Most Americans Believe False Claims about the Tax Bill

False claims will continue to win until conservatives wake up to reality. That reality is called the information war.

Here is Jibran Khan writing at National Review:

Bad arguments are winning.

After the GOP’s tax proposal was finalized, a familiar cry rang out: The bill will raise taxes on all but the richest . . . in 2027. Which just happens to be after the tax cuts are set to expire, a gimmick designed to make the bill comply with congressional budget rules.

The predictable result is that a false claim — Republicans are raising taxes on all but the very rich, full stop — has spread like wildfire across Twitter, and has been given added momentum by think tanks, verified accounts, and trending hashtags.

This effort has certainly paid off.
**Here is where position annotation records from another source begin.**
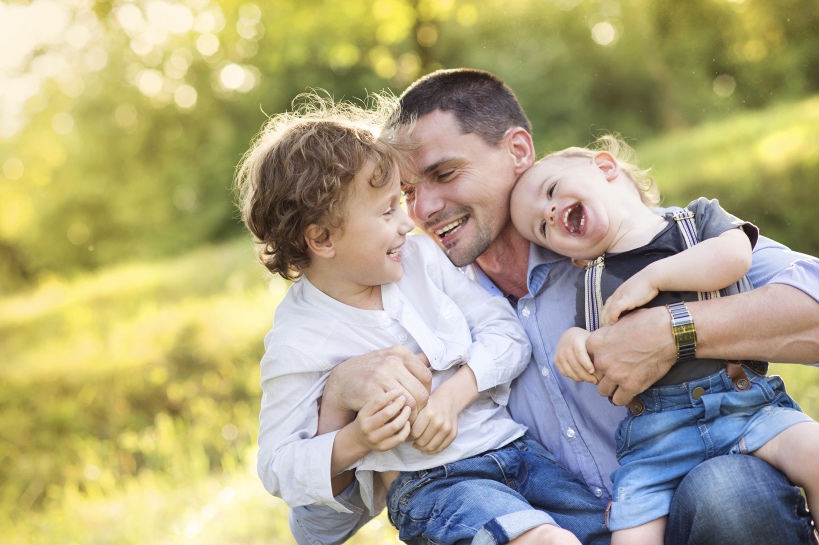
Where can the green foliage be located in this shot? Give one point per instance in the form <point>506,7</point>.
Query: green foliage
<point>128,151</point>
<point>132,395</point>
<point>763,166</point>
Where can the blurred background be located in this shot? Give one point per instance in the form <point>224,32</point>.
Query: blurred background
<point>132,310</point>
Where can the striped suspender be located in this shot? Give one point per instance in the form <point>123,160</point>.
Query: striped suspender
<point>594,297</point>
<point>594,271</point>
<point>685,221</point>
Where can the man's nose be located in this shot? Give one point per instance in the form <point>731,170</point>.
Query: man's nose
<point>405,224</point>
<point>426,204</point>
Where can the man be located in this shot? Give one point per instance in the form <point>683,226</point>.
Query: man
<point>473,142</point>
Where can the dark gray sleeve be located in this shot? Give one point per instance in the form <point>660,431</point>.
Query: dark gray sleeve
<point>712,220</point>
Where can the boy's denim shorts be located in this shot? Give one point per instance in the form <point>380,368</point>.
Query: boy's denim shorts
<point>676,432</point>
<point>493,498</point>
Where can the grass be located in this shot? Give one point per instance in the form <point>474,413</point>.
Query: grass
<point>128,411</point>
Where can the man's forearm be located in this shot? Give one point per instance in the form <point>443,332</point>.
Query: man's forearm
<point>777,323</point>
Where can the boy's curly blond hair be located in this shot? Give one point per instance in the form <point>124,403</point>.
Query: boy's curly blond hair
<point>300,168</point>
<point>627,159</point>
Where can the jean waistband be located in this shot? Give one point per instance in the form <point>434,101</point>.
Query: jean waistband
<point>733,377</point>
According to a recent New York Times poll, only a third of Americans believe that they will see their taxes go down in 2018. It should come as no surprise, then, that the bill’s extreme unpopularity is in line with historic tax rises, rather than tax cuts: The majority of people think it’s a hike.

In reality, per the Tax Policy Center, the tax bill will lower taxes for all income groups. About 80 percent of people will see a cut in 2018, with another 15 percent facing about the same tax burden. Yes, that’s the same Tax Policy Center whose study is being used as the basis for the claim that the bill increases middle-class taxes.

Other critics have chosen to mischaracterize tax provisions such as the deductions for mortgage interest and state and local taxes, casting them as bedrocks of middle-class financial stability when in reality they disproportionately benefit the wealthy. Over 90 percent of the SALT tax deduction’s value goes to filers making over $100,000.

The mortgage-interest deduction not only serves to favor homeowners over renters, even though homeowners are generally more well-off, but it flows to the wealthiest homeowners in particular. Fewer than half of homeowners claim the deduction. And like the SALT deduction, the mortgage-interest deduction’s value flows overwhelmingly to those making over $100,000 per the Joint Committee on Taxation.